Also known as
Where is it originally from?
What does it look like?
Densely branched, erect, evergreen shrub (<6 m tall) with tough, woody stems alternately branched at square angles, forming a box-like pattern, and with rigid spines (13 mm). Hairless, fleshy, bright green leaves (40 x 12 mm) are narrow, oblong and clustered along the stems. White to pale mauve flowers (10-13 mm) produced from July to March are followed by tear shaped orange red berries (5-12 mm) in autumn.
Are there any similar species?
Hawthorn and barberry are similar. Lycium barbarum (L. chinense) is similar but is deciduous.
Why is it weedy?
Forms dense, tall, long-lived stands, excluding most other vegetation. Tolerates a wide variety of soil types (sand to rocky cliffs), drought, salt, wind, and hot to cold temperatures. Poisonous (usually not grazed).
How does it spread?
Birds and possibly possums. Common seed sources are farm hedges, roadsides, waste places.
What damage does it do?
Overtops native plants and can become only woody plant species on site. Petrels and other seabirds can become entangled and die. Berries may poison birds.

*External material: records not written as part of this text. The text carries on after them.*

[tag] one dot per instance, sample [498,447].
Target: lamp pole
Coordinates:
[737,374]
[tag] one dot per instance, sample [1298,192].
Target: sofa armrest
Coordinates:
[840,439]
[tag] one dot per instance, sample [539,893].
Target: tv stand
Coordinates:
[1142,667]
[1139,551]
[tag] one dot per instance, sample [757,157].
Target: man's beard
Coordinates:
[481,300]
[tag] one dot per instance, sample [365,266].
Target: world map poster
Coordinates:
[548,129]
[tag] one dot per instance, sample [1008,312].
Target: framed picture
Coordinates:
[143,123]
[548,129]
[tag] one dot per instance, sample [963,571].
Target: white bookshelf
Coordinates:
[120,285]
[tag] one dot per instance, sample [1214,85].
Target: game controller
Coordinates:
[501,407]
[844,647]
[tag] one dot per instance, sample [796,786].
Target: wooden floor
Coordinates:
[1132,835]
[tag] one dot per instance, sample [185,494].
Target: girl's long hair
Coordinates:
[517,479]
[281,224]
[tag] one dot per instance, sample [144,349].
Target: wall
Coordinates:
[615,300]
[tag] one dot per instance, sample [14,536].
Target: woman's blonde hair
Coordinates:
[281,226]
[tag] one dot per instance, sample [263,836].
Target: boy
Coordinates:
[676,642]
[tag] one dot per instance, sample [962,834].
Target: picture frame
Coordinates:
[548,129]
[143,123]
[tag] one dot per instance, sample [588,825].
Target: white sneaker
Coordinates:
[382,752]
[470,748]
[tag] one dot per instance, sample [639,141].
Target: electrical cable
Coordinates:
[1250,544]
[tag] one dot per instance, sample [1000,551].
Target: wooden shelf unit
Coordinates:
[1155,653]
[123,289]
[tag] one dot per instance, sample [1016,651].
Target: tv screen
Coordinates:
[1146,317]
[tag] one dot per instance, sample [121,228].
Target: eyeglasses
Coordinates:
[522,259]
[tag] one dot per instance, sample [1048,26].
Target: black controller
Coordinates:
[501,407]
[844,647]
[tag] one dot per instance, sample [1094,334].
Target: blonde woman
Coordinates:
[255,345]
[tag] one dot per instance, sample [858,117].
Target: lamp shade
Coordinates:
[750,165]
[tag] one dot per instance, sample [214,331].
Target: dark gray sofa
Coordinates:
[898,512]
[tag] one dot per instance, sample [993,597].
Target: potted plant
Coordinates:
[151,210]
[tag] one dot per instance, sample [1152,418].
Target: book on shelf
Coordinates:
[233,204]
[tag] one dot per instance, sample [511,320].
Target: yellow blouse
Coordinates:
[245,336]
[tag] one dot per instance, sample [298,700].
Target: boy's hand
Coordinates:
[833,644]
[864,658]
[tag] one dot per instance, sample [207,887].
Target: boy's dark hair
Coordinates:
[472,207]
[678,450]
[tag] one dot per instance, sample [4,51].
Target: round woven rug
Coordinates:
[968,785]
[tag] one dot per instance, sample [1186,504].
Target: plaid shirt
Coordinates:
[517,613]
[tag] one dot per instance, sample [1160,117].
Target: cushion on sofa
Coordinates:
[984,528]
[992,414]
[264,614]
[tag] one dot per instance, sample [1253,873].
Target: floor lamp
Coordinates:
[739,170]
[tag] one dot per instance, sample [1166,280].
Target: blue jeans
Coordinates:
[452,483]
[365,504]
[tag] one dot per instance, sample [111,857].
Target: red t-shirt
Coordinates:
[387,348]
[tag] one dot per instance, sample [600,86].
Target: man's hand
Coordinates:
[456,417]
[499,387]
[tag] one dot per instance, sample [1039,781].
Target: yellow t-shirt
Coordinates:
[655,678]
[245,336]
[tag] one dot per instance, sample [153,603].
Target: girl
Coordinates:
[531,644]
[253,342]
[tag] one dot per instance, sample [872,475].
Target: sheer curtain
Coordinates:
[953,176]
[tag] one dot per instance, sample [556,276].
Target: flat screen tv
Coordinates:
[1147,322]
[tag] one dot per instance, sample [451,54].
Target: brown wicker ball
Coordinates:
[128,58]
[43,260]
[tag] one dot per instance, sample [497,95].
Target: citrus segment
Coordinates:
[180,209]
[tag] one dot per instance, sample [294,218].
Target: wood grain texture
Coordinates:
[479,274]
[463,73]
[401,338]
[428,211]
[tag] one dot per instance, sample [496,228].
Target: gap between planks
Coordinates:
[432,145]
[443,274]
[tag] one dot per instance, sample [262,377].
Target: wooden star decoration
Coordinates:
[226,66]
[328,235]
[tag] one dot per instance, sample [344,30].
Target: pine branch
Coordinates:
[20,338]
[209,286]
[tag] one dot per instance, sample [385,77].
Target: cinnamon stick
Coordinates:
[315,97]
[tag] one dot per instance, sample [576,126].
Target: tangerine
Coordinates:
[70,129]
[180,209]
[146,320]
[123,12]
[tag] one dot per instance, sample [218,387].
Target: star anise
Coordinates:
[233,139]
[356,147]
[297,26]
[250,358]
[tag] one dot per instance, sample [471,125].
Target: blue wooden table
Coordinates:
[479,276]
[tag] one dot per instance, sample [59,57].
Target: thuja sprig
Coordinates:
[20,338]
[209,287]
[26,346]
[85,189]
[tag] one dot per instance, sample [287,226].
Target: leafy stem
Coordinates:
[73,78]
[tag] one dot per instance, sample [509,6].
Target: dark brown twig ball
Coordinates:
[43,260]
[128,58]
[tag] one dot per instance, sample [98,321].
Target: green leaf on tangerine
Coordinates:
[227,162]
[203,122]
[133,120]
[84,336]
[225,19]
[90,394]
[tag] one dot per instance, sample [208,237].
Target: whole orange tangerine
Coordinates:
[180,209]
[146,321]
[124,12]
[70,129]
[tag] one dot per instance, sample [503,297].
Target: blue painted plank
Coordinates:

Which habitats is it likely to invade?
Sand dunes, shrublands, cliffs, islands and other coastal areas, gravel, and roadsides.
What can I do to get rid of it?
1. Hand pull seedlings, winch out larger plants (all year round): Plant material can be left on site.
2. Stump swab (all year round): glyphosate (200ml/L) or a product containing 100g picloram+300g triclopyr/L (200ml/L).
3. Frilling: Make deep regular cuts into the sapwood around the tree base, taking care not to ring-bark it. Apply glyphosate (250ml/L) or a product containing 100g picloram+300g triclopyr/L (undiluted) to each cut.
4. Injection method: Drill holes sloping into the sapwood at regular intervals around trunk. Inject glyphosate (250ml/L) or a product containing 100g picloram+300g triclopyr/L (undiluted) into holes. If necessary wait until the liquid subsides then apply the remainder.
5. Spray (all year round): glyphosate (10ml/L + penetrant). Preferably treat coastal sites after rain to lessen effect of salt on herbicide. Total coverage needed.
What can I do to stop it coming back?
Untreated stumps regrow after slashing. Not controlled by fire. Prefers open sites, so revegetate any bare ground left after clearance.